Suppose next that k≠n: In this case, k∈Fin(n). Define f′:Fin(n)→X′ thus:
f′(ν)={f(ν)f(n)if ν≠kif ν=k
Now, firstly, this function does indeed map values into X′ as advertised. To see this, fix any ν∈Fin(n). If ν≠k, then by the injectivity of f
X∋f′(ν)=f(ν)≠f(k)=x If ν=k, then by injectivity again,
x=f(k)≠f(n)=f′(ν)∈X In both cases, f′(ν)≠x and f′(ν)∈X. Hence, f′(ν)∈X′.
Secondly, f′ is injective. For, suppose ν≠ν~ for ν,ν~∈Fin(n). If neither ν nor ν~ is k, then by injectivity
f′(ν)=f(ν)≠f(ν~)=f′(ν~)
Otherwise w.l.o.g. assume that ν~=k. Then, ν≠k (so f′(ν)=f(ν)). Hence, by injectivity applied to ν≠n (which happens because ν∈Fin(n))
f′(ν)=f(ν)≠f(n)=f′(k)=f′(ν~)
Thus, in both cases, ν≠ν~ implies f′(ν)≠f′(ν~) i.e. f′ is injective.
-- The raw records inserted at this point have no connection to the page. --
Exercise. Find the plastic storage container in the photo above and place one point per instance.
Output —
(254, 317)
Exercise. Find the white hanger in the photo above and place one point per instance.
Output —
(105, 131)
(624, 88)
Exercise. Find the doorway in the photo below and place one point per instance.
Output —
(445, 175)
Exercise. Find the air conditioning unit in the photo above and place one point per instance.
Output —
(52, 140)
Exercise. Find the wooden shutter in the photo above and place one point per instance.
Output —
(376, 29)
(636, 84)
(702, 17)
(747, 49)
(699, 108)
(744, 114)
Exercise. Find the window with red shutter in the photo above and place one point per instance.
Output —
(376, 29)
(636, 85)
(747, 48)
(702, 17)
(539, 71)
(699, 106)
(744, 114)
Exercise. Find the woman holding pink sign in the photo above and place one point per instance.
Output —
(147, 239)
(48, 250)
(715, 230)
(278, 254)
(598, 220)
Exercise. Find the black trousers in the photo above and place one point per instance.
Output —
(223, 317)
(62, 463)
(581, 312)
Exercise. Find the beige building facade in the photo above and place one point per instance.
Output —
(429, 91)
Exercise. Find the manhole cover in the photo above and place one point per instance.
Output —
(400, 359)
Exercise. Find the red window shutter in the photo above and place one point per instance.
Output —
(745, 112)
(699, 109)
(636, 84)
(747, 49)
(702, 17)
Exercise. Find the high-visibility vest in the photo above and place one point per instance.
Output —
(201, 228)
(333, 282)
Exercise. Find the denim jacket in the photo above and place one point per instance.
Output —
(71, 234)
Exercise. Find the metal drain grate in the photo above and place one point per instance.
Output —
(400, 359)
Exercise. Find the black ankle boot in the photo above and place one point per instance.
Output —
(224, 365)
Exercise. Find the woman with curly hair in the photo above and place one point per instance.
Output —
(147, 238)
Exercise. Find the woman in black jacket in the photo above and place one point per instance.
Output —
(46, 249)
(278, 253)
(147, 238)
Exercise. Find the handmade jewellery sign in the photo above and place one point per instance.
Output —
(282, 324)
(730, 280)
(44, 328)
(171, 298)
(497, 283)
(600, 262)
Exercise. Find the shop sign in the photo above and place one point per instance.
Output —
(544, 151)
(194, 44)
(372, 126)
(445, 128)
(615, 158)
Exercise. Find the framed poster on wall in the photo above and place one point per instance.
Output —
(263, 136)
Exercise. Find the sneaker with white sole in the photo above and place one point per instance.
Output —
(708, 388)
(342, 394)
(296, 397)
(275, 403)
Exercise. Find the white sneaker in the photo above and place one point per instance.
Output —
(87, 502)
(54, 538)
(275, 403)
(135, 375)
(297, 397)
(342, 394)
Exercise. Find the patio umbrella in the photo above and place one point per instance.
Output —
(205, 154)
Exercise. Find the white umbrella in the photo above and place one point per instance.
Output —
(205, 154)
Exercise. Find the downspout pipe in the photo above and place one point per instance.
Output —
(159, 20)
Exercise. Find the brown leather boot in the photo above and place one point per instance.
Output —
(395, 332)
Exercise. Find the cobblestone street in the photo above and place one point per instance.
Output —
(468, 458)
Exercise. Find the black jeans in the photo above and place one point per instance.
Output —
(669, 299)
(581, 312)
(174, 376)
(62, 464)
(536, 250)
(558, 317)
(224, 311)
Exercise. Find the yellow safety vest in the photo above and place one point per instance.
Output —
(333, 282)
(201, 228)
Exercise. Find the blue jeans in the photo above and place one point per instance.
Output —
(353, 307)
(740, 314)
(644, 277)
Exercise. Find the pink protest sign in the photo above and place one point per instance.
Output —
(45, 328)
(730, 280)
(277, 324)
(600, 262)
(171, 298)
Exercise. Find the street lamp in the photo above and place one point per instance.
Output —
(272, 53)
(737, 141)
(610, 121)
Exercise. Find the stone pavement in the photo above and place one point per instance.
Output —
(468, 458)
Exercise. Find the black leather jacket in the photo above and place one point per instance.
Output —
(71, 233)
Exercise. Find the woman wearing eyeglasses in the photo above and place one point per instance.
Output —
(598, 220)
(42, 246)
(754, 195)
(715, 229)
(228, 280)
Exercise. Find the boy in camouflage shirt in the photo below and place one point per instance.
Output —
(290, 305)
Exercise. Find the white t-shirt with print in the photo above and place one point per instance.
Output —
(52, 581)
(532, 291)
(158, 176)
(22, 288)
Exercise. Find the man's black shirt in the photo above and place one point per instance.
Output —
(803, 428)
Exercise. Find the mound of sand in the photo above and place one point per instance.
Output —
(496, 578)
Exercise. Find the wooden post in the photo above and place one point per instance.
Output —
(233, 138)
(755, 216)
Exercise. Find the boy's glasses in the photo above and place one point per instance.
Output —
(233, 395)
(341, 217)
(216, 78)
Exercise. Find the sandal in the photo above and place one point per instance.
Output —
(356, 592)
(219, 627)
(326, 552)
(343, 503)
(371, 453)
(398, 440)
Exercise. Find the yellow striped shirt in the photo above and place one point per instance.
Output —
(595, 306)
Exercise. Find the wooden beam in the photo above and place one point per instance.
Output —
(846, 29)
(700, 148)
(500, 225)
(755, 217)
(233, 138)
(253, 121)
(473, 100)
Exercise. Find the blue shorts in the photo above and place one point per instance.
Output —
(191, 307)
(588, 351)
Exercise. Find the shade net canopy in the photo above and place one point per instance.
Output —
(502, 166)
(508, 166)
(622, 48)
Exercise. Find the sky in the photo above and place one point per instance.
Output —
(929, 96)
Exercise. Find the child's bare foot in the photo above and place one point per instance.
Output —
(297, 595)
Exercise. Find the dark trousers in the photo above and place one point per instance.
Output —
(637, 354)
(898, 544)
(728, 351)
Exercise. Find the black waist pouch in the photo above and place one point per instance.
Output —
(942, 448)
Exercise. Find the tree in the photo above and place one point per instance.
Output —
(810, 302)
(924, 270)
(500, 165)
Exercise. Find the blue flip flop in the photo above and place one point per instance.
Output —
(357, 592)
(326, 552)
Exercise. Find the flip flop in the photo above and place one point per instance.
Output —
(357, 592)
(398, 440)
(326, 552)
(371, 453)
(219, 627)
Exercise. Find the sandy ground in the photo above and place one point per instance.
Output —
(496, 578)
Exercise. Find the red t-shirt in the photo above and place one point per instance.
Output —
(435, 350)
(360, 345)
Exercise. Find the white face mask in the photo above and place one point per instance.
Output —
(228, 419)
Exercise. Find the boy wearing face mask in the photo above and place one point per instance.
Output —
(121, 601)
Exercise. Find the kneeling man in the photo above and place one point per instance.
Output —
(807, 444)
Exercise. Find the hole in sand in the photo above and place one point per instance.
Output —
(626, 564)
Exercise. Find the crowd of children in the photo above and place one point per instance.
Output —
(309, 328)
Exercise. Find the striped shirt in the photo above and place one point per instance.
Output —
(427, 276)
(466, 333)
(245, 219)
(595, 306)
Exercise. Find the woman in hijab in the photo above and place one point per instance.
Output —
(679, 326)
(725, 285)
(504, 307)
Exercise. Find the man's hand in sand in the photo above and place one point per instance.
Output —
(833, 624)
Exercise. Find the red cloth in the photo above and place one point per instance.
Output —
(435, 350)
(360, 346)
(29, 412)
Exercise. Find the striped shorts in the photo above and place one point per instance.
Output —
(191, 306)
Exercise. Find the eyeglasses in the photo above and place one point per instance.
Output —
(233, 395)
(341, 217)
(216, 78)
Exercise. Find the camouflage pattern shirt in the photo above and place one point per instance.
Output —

Thirdly, f′ is surjective. Indeed, take any y∈X′. Since f is bijective, f(ν)=y for some ν∈Fin(S(n)). Now, since f(ν)=y≠x=f(k) (because y∈X∖{x}) one must have ν≠k, lest f map one value to multiple values. Now, Fin(S(n))=Fin(n)∪{n}. So, either ν=n or ν∈Fin(n). For the former, note that k≠ν=n so that k∈Fin(n). But then, one has k∈Fin(n) such that f′(k)=f(n)=f(ν)=y. Otherwise, for the latter, since ν≠k by before, f′(ν)=f(ν)=y; thus, again, one has ν∈Fin(n) such that f′(ν)=y.
Lemma BFSxRBFx
Bijection from Fin(S(n)) to Subset Restricts to Bijection from Fin(n) to Subset: Fix an n∈N. If one has a bijection f:Fin(S(n))→X for some X⊂Fin(S(n)), then one has a bijection f′:Fin(n)→X′ for some X′⊂Fin(n).
Proof: There are two cases to consider:
Suppose first that n∉X: Thus, X⊆Fin(n) by Lemma SFSxWSFx. Now choose any x∈X; if at a loss, choose x=f(n). Then, the above lemma gives a bijection from Fin(n) to X′=X∖{x}. Now, X′ is certainly a subset of X. Moreover, it is a strict subset of the same because X′ does not contain an element of X. Thus, it must also be a strict subset of Fin(n).
Suppose next that n∈X: Then, the above lemma gives a bijection from Fin(n) to X′=X∖{n}. Note that X′, as a subset of X⊂Fin(S(n)), must also be a subset of F(S(n)). But, as X′ does not contain n, Lemma SFSxWSFx implies that X′⊆Fin(n). Finally, as X is a strict subset of Fin(S(n)), some ν∈Fin(S(n)) is not in X. This ν cannot be n as it is being supposed that n is in X. Thus, ν∈Fin(n). Also, ν cannot be in X′ since the latter is a subset of a set not containing ν. In other words, X′ is missing an element ν of Fin(n) despite being a subset of Fin(n) i.e. X′⊂Fin(n).